Strong smells were brutal. Cooking smells, my husband's coffee, even certain soaps. I asked him to take over anything that involved a hot pan for a few weeks, and I switched to unscented everything. My prenatal vitamin taken on an empty stomach also made me violently sick, so I moved it to bedtime with a snack and that helped a lot. Getting too hot, rushing, and letting myself get overtired all cranked the nausea up too. The gentler I was with my whole day, the better my stomach behaved. It also matters what you eat when you can eat, and [the foods worth steering clear of in pregnancy](/blog/foods-to-avoid-in-pregnancy) overlap a fair bit with the greasy, heavy stuff that triggered me anyway.
When morning sickness needs a doctor, not a remedy
Here is the part I most want you to read carefully. Ordinary morning sickness is miserable but not dangerous, and these remedies are for that. But there is a severe form called hyperemesis gravidarum that is a medical problem, and it needs real treatment, not crackers. I am a mom sharing what worked for me, not a doctor, so please take this seriously and call your provider if any of the following is true.

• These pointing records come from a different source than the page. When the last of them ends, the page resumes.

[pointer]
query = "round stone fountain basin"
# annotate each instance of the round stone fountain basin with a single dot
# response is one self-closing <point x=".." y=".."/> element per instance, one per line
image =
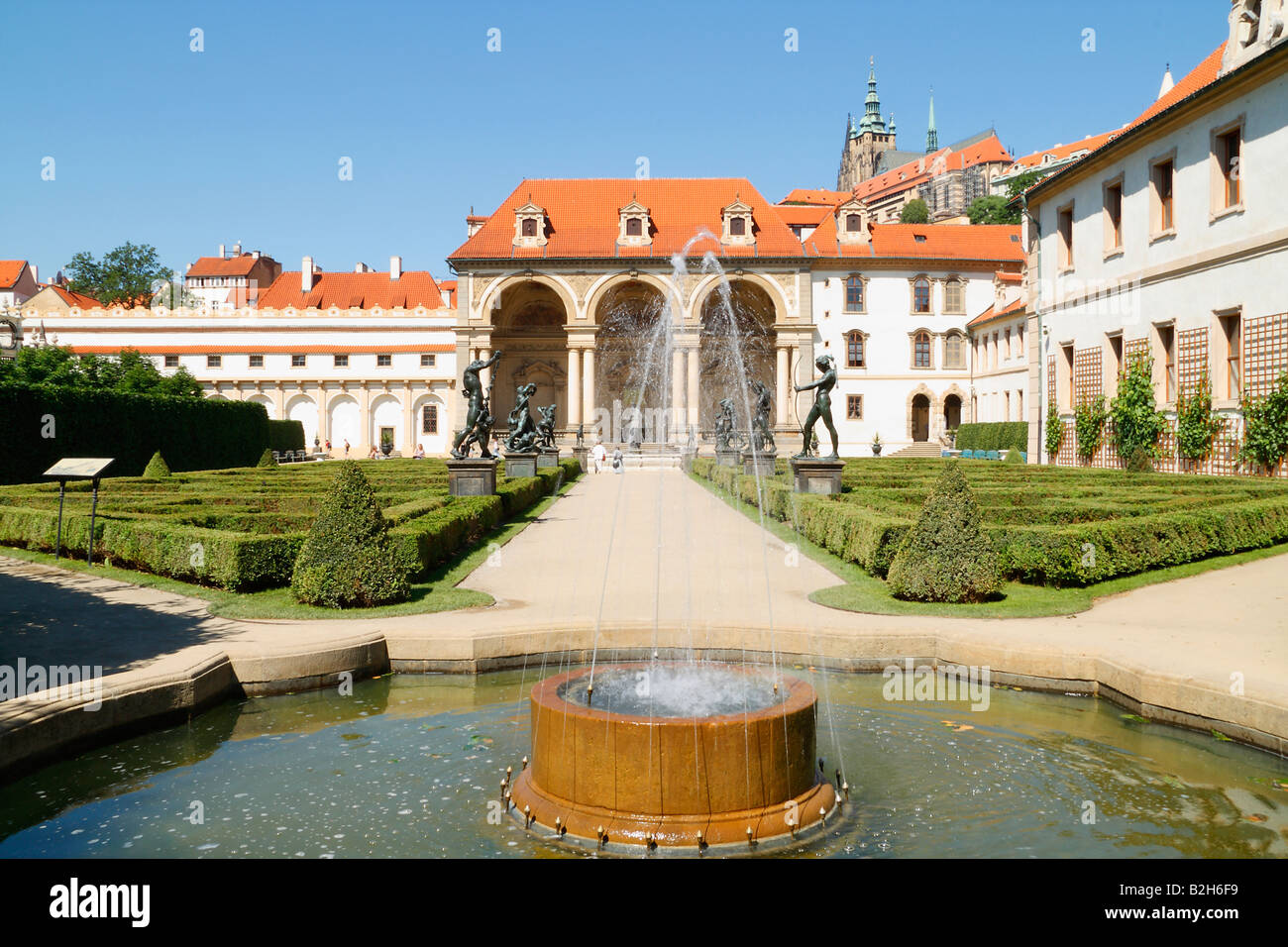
<point x="671" y="750"/>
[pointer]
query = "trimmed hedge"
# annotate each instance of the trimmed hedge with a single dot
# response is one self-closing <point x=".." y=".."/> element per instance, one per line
<point x="284" y="436"/>
<point x="993" y="436"/>
<point x="44" y="424"/>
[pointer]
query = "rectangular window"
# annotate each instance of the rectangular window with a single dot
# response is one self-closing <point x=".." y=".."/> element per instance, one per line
<point x="1233" y="334"/>
<point x="1115" y="217"/>
<point x="1160" y="179"/>
<point x="1064" y="228"/>
<point x="1228" y="149"/>
<point x="854" y="294"/>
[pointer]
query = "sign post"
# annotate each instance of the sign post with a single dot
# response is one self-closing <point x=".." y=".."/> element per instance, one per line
<point x="77" y="470"/>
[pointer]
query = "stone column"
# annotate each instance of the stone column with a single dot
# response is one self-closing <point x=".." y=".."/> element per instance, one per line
<point x="574" y="386"/>
<point x="678" y="384"/>
<point x="785" y="382"/>
<point x="692" y="399"/>
<point x="588" y="384"/>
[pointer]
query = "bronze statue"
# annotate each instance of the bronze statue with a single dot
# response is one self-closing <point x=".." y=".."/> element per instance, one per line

- You cannot keep any food or liquid down for a full day
- You are throwing up many times a day, every day, with no relief
- You have signs of dehydration like very dark urine, going many hours without peeing, dizziness, or a dry mouth
- You have lost weight instead of holding steady, roughly five percent of your pre-pregnancy weight or more
- You see blood in your vomit, or you feel your heart racing or feel faint
- The nausea is so severe you cannot function, work, or care for yourself
None of that is something to push through quietly. There are safe, effective anti-nausea medications your doctor can prescribe, and there is IV fluid if you are dehydrated. I held out too long the first time out of some misplaced idea that I should be tough about it, and there was no prize for that. Call sooner rather than later.

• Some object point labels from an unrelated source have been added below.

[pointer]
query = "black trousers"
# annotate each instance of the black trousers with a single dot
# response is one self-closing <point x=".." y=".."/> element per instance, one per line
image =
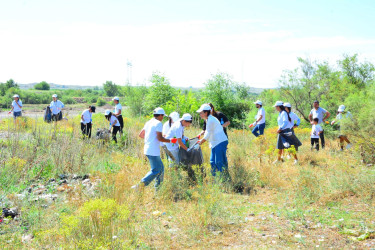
<point x="119" y="118"/>
<point x="322" y="139"/>
<point x="114" y="132"/>
<point x="315" y="141"/>
<point x="86" y="129"/>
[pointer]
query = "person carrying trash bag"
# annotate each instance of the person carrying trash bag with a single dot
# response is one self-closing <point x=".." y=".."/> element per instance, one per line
<point x="218" y="142"/>
<point x="114" y="124"/>
<point x="56" y="107"/>
<point x="118" y="112"/>
<point x="176" y="134"/>
<point x="152" y="135"/>
<point x="260" y="122"/>
<point x="342" y="116"/>
<point x="86" y="121"/>
<point x="285" y="138"/>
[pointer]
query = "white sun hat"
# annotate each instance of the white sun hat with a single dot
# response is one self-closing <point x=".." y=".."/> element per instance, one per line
<point x="278" y="103"/>
<point x="204" y="107"/>
<point x="187" y="117"/>
<point x="288" y="105"/>
<point x="159" y="111"/>
<point x="175" y="116"/>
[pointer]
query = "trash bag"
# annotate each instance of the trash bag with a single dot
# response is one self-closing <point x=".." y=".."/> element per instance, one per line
<point x="47" y="115"/>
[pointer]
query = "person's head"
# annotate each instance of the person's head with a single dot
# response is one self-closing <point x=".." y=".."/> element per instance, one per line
<point x="341" y="109"/>
<point x="159" y="114"/>
<point x="288" y="107"/>
<point x="258" y="104"/>
<point x="173" y="117"/>
<point x="316" y="104"/>
<point x="213" y="111"/>
<point x="108" y="114"/>
<point x="92" y="109"/>
<point x="186" y="120"/>
<point x="116" y="100"/>
<point x="279" y="106"/>
<point x="204" y="111"/>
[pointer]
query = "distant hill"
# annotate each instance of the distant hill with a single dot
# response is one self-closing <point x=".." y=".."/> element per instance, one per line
<point x="57" y="86"/>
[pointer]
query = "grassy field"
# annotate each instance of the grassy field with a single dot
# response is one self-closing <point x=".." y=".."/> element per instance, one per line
<point x="72" y="193"/>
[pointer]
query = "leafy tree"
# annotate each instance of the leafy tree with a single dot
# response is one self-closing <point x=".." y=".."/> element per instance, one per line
<point x="111" y="89"/>
<point x="42" y="86"/>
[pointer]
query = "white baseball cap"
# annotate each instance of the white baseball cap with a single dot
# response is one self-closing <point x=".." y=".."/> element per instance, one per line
<point x="187" y="117"/>
<point x="159" y="111"/>
<point x="288" y="105"/>
<point x="341" y="108"/>
<point x="204" y="107"/>
<point x="175" y="116"/>
<point x="278" y="103"/>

If you want a fuller walkthrough of these early weeks beyond the nausea, I put everything I learned into [my first trimester survival guide](/blog/first-trimester-survival-guide), because the sickness is only one piece of a strange and tender stretch of time.
The name morning sickness is a lie, but so is the idea that you just have to suffer in silence. Some of these remedies will help, and if they are not enough, that is exactly what your doctor is for.
Hang in there. For most of us it eases up somewhere in the second trimester, and that tile floor becomes a story you tell later. Take the crackers, take the ginger, take the help, and be so gentle with yourself right now. You are growing a whole person while feeling terrible, and that is no small thing.